The SO(3) group in Group Theory

[sophiatev]

TL;DR

Confusion about the elements of the SO(3) group

In Griffith's Introduction to Elementary Particles, he provides a very cursory introduction to group theory at the start of chapter four, which discusses symmetries. He introduces SO(n) as "the group of real, orthogonal, n x n matrices of determinant 1 is SO(n); SO(n) may be thought of as the group of all rotations in a space of n dimensions", pg. 118. Based on this description, it seems that the elements of the SO(3) group would be the set of 3 x 3 orthogonal rotation matrices. Then later, on page 119 he asserts that "Actually, you have already encountered several examples of group representations, probably without realizing it: an ordinary scalar belongs to the one-dimensional representation of the rotation group, SO(3), and a vector belongs to the three-dimensional representation". What exactly does he mean by this? Clearly neither is a matrix, so I don't quite see how this is true. And how can there be a one-dimensional representation of a group that seems to inherently be in 3D space? (Sorry if this is a question with a very simple answer, this is my first time reading about group theory.)

 

[martinbn]

A representation here means a vector space on which the group acts (linearly). The word might make you think that it means a way of representing (as in expressing it in some way) the group itself, but it only means way the group acts on the space. For example SO(3) rotates vectors in three space, so the 3D space is a representation of the group. The group acts by multiplication on the space of all 3x3 matrices. And many others.

 

[fresh_42]

What exactly does he mean by this? Clearly neither is a matrix, so I don't quite see how this is true. And how can there be a one-dimensional representation of a group that seems to inherently be in 3D space?

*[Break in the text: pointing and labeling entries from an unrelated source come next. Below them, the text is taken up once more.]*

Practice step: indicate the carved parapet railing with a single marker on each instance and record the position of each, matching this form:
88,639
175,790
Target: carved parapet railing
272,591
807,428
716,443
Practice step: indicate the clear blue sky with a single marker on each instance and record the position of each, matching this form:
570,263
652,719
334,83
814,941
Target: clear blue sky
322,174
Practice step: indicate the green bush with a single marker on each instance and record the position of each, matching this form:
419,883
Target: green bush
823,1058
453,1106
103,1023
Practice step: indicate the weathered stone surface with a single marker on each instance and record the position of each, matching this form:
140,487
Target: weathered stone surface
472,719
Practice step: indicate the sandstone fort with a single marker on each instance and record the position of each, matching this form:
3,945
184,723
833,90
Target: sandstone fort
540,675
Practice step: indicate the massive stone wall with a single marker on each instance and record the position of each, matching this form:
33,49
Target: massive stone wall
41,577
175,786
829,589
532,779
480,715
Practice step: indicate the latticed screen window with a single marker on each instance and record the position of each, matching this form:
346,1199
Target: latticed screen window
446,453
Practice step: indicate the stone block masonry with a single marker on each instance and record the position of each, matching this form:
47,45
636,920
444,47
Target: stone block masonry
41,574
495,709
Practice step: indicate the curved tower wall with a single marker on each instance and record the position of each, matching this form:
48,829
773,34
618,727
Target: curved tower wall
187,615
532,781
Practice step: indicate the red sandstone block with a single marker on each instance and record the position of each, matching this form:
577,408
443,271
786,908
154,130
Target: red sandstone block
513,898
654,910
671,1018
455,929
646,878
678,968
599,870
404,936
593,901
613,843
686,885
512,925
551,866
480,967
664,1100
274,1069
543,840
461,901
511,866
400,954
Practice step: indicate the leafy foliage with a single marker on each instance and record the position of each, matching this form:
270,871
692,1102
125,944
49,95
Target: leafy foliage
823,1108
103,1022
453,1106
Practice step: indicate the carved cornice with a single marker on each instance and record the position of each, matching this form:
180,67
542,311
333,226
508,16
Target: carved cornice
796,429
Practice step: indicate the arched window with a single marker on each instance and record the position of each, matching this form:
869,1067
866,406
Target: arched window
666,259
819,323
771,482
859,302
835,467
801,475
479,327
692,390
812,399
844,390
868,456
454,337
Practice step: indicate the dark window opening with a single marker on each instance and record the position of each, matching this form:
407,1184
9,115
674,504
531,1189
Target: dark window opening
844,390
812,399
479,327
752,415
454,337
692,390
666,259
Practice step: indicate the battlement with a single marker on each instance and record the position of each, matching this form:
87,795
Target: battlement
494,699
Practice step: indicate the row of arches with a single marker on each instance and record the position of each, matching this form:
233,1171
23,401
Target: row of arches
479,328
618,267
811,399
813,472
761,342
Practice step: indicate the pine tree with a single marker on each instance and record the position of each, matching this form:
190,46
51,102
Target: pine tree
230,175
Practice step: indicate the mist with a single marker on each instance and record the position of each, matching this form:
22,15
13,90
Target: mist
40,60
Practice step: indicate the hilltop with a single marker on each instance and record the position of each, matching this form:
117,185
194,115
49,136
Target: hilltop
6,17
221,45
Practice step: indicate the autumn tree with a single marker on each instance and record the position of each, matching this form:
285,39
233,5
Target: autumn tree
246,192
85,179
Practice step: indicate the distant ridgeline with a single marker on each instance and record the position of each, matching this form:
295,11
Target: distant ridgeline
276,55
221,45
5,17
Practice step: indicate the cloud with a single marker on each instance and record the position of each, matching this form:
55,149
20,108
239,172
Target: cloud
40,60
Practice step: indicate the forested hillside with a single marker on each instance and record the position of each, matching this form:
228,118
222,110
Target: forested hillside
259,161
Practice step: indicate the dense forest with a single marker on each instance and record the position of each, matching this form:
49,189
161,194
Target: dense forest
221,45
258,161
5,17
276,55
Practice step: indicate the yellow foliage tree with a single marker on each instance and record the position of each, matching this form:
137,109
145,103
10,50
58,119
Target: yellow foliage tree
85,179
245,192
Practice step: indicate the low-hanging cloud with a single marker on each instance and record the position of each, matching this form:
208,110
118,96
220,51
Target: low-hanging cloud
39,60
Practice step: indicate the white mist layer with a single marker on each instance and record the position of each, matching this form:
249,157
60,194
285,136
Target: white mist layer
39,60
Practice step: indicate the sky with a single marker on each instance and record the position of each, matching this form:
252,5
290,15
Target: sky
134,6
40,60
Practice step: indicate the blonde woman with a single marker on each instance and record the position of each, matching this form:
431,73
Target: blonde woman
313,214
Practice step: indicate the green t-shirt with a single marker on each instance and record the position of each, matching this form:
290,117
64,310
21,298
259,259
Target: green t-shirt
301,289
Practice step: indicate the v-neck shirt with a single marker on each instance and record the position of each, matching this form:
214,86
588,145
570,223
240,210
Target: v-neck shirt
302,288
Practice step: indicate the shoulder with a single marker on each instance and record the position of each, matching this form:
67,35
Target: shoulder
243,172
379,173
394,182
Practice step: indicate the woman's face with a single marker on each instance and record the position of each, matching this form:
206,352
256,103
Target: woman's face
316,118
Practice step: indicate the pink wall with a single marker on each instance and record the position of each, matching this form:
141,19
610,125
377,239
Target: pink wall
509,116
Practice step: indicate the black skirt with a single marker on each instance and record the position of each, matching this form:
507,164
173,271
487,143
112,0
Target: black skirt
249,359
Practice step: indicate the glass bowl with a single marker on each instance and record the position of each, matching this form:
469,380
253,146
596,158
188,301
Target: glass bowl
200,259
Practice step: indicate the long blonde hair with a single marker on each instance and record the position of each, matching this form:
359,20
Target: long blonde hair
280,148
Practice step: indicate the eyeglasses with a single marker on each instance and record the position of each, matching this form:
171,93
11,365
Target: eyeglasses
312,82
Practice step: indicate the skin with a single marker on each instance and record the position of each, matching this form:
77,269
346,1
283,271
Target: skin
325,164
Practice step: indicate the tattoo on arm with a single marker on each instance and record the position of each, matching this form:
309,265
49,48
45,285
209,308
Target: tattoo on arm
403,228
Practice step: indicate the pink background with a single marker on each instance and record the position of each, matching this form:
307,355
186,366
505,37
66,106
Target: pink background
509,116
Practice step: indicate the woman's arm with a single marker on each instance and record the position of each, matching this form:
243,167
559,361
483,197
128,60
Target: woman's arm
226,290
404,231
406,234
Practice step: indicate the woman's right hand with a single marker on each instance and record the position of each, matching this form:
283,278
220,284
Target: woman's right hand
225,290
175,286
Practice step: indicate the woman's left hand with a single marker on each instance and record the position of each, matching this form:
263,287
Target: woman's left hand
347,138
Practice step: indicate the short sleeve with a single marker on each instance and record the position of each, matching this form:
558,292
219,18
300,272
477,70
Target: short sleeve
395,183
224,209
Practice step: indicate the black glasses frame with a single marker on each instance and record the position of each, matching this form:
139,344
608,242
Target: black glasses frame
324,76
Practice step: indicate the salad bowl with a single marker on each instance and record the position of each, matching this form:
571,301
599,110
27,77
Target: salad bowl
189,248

A (linear) representation of a group $G$ on a vector space $V$ is a group homomorphism $\varphi\, : \,G\longrightarrow GL(V)$.

There is no a priori restriction for the dimension of $V$. In the one dimensional case we could e.g. consider the left multiplication with the determinant: $\varphi(g)\, : \,(\lambda \longmapsto \det(g)\cdot \lambda)$. Not very interesting for $g\in G=SO(3)$, admitted, but it fulfills the required conditions.

In case $\dim V=3$ we have the matrix application on vectors as natural representation (= group homomorphism = operation) on $V=\mathbb{R}^3$, namely $\varphi(g)(\vec{v})=g \cdot \vec{v}$.

There is always the trivial representation $\varphi(g)=\operatorname{id}_V$ which maps any group element (here orthogonal matrix) on the identity in $GL(V)$. This shows that for any dimension of $V$ there is at least one representation. The one dimensional example above with the determinant is indeed the trivial representation, since all determinants are equal $1$, so $\lambda$ maps onto $\lambda$, regardless which $g\in SO(3)$ we choose.

 

[sophiatev]

Thank you, this makes more sense to me now!

 

[PeroK]

Thank you, this makes more sense to me now!

I'm working my way through that book. In my opinion there is too little in the book to give you a working knowledge of the group theory underpinning the subject. Either you take time out to learn that separately or, what i did, was focus on the specific symmetries inherent in the material. And not worry about the abstract maths behind the scenes.

 

[sophiatev]

I'm working my way through that book. In my opinion there is too little in the book to give you a working knowledge of the group theory underpinning the subject. Either you take time out to learn that separately or, what i did, was focus on the specific symmetries inherent in the material. And not worry about the abstract maths behind the scenes.

Yeah, I've had to take the latter approach as well. Maybe I'll have time in the future to really learn group theory and then revisit the concepts in more depth.